La persona, l'altro, è sempre al centro per Rosaria che non vuole assolutamente passare per una predicatrice: "Con Fratel Ettore tra gli ultimi, alla stazione Centrale di Milano, ho capito che una volta curate, pulite, nutrite, quelle persone erano interessanti e ho ancora tra loro amici, alcuni ce l'hanno fatta a uscire da quello stato di abbandono, altri ci ritornano, ma sono comunque persone. Spesso ho avuto risposta ai miei perché da loro, e quando capisci che tutti siamo importanti, ogni incontro con l'altro diventa "l'incontro". L'anello mancante della mia catena non ce l'ho io, ce l'ha l'altro. Ed è vero, davvero!".

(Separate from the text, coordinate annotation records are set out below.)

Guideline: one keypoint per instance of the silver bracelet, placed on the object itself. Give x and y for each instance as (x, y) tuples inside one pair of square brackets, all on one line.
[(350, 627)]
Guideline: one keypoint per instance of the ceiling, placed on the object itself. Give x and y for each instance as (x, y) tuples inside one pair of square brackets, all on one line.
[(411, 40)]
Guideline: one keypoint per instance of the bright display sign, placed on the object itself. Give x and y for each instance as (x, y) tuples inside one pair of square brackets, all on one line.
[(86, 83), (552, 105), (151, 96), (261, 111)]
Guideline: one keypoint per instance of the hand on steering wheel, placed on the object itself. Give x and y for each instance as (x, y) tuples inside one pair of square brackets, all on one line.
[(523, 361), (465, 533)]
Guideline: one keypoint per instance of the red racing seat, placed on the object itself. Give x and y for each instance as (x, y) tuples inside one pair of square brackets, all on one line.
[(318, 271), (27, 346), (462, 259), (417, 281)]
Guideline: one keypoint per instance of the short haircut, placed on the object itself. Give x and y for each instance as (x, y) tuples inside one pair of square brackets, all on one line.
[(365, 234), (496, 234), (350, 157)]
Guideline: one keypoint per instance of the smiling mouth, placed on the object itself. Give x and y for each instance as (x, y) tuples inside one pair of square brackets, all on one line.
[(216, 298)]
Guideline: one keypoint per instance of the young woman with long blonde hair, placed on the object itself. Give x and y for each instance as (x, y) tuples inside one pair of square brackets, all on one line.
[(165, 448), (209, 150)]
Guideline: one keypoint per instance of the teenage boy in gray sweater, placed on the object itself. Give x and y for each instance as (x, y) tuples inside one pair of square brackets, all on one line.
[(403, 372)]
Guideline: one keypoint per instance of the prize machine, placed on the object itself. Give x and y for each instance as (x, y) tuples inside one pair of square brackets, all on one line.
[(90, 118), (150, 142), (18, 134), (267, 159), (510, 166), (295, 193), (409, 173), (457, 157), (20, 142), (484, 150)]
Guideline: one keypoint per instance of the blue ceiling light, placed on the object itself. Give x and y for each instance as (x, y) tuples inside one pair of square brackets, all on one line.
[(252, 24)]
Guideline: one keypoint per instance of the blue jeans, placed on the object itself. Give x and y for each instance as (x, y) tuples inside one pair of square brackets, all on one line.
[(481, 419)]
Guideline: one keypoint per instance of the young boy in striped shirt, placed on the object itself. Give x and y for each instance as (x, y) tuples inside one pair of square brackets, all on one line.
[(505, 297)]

E il volontariato? A Rosaria piacerebbe molto parlarne nelle scuole e ai ragazzi: "È una cosa complessa, spesso nel volontariato c'è una falsa umiltà, un razzismo verso chi è debole e che ti porta a pensare di sapere come farlo stare bene. L'approccio invece deve essere quello dell'incontro. Non c'è da fare i salvatori di nessuno, se non della nostra, della mia anima". L'ultima riflessione, ma ce ne sarebbero a migliaia è sull'oggi: "Noi oggi siamo qui a considerarci ormai salvati, perfetti, invece siamo ancora da salvare, eccome. Ci siamo abituati a vivere due vite, quella dentro e quella fuori, non bisogna più dividerle e l'esigenza forse si comincia ad avvertire. Ho l'impressione che qualcosa si muova, che sotto sotto, il popolo, noi tutti, continuiamo a farci le sane domande di sempre". Però, Rosaria Longoni ha un timore, la mancanza di domande: «Ai giovani mancano le domande. Noi riusciamo ad essere un invito a farci domande? Dobbiamo esserlo, nell'incontro con l'altro, buttando giù il castello formale che altri hanno costruito per noi, per volerci come non siamo. Siamo in una guerra che continua a fare macerie e le macerie sono gli uomini, da loro bisogna ricostruire, riformulare il pensiero, tornare a sapere che si può dire di no a quello che altri ci dicono di essere". Beata la bimba di Francesco e Alessia, una nonna così può essere una miniera.